GSOC 2009
From Sunlabs wiki
This page is in essence a fork of the Project Ideas page a little more tailored for the 2009 Google Summer of Code. Feel free to contribute ideas here if you are hoping to participate in the Summer of Code, otherwise ideas probably belong on Project Ideas.
Contents |
Potential Student Projects
Fifty State Project
The Fifty State Project is an ambitious goal of ours to develop scrapers and parsers for all fifty state's legislative pages. A number of individuals are already contributing basic parsers for their states, two possible opportunities exist for students:
- Take a chunk of states and lead development on their parsers -- about 40 states still have no work at all, and a single state isn't much work. The barrier to entry here is very low, a student with scraping experience and dedication to this project should be able to make substantial progress towards our goal by doing a large number of states.
- Help design/develop the backend -- at the moment all of the data is being parsed into CSV files/databases, the eventual goal is for all of the data to reside in one place. This is a more advanced project and arguably more ambitious than just scraping the data, a student participant would be working very closely with a member of Sunlight labs staff were this their chosen project.
Details
Enhancements to existing Sunlight Projects
New Project Proposals
We need to use the Internet to make it so that communicating to congress, whether you're an activist, lobbyist, advocacy group, or just John Q. Public is easy and effective. It should aggregate ideas and allow people to publicly send messages to congress and allow for the public to read those messages and see what their neighbors are telling their representatives. Get Represented takes a look at the GetSatisfaction.com model and tries to apply it to Congress.

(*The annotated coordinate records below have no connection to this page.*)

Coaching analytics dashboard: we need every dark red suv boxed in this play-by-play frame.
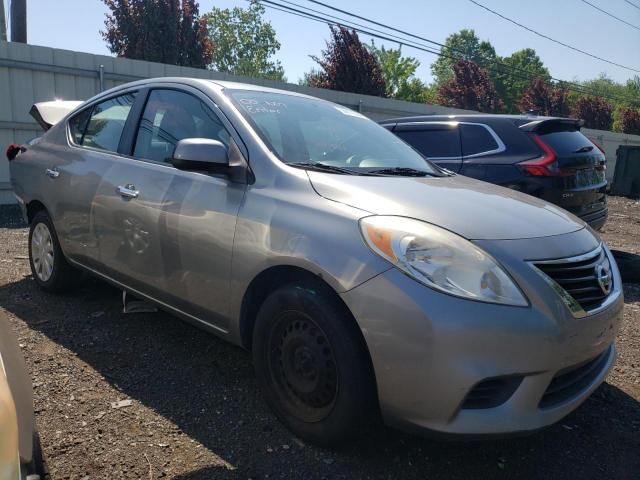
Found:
[380,114,608,229]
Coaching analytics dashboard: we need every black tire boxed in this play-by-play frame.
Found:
[611,250,640,283]
[252,283,378,447]
[29,210,77,293]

Build an open IMDB-like service for All 300,000+ elected officials in the country and build biographies on all of them much like the style of IMDB. Allow for community participation, submission and vetting.
Build blog plugins in WordPress, MovableType, etc. that allow bloggers to pull in data about lawmakers in blog posts (for instance, widgets from sunlightmediaservices.com) Could also provide, pull data from other sources like Watchdog.net, OpenSecrets, etc.
Create a bookmarklet for a web browser that scrapes the page the user is on, looks for members of Congress on that page, and then provides information about those members of Congress and the relationships between them and the other subjects in the article (Could use something like Open Calais)
To be used in conjunction with TransparencyCorps (or without), it would be a simple site where a user could create a "task" for others (in the corps) to accomplish. The tasks could be applied to every member or a subset (chamber, committee, etc). Ex: What was Senator (insert member name)'s Net Worth in 2007? This would essentially create 100 discrete tasks instead of requiring the user to input each Senator name individually. Would be useful for acquiring data that is in PDFs, etc. Could also be used to work on Name Standardization.
A simple API call that polls against the Sunlight Labs API Lobbyist Namespace and tells you whether or not a given string is a registered federal lobbyist or not.
ReCaptcha for Federal Form Data
Lots of federal data (like for instance FARAdb) come in hand-written formats or non digitizable formats. Blech! We could create a project like ReCaptcha that serves as a human validation test service while digitizing this data.
Set up a centralized bug tracker for the Federal Government to track "known issues" with technology problems (i.e. clerk office's buggy XML feed, FEC contribution erroneous data, etc) so that developers in our community don't have to discover the problems over and over again.
Really simple-- upload a spreadsheet that has members of Congress' names on them (and whatever other information is in there). Allow the user to select which column has those names in them, parse the spreadsheet and return relevant information in the Sunlight Labs API appended to the sheet.
A read/write API containing nicknames matched to known entities with some intelligent search associated with it. The API would take nicknames for people, corporations, and other nouns.
People's Agenda and Ping the President
Create an open-source, people-driven web utility to propose, discuss, and come to consensus on the agenda our government should put into action in our name. Replace the ineffective and opaque contact form on whitehouse.gov with a utility where people are guided to sign on to existing proposals, communications and requests, add their additional comments if needed, and so unite to more effectively and transparently lobby the President - and the President can actually reply to their input.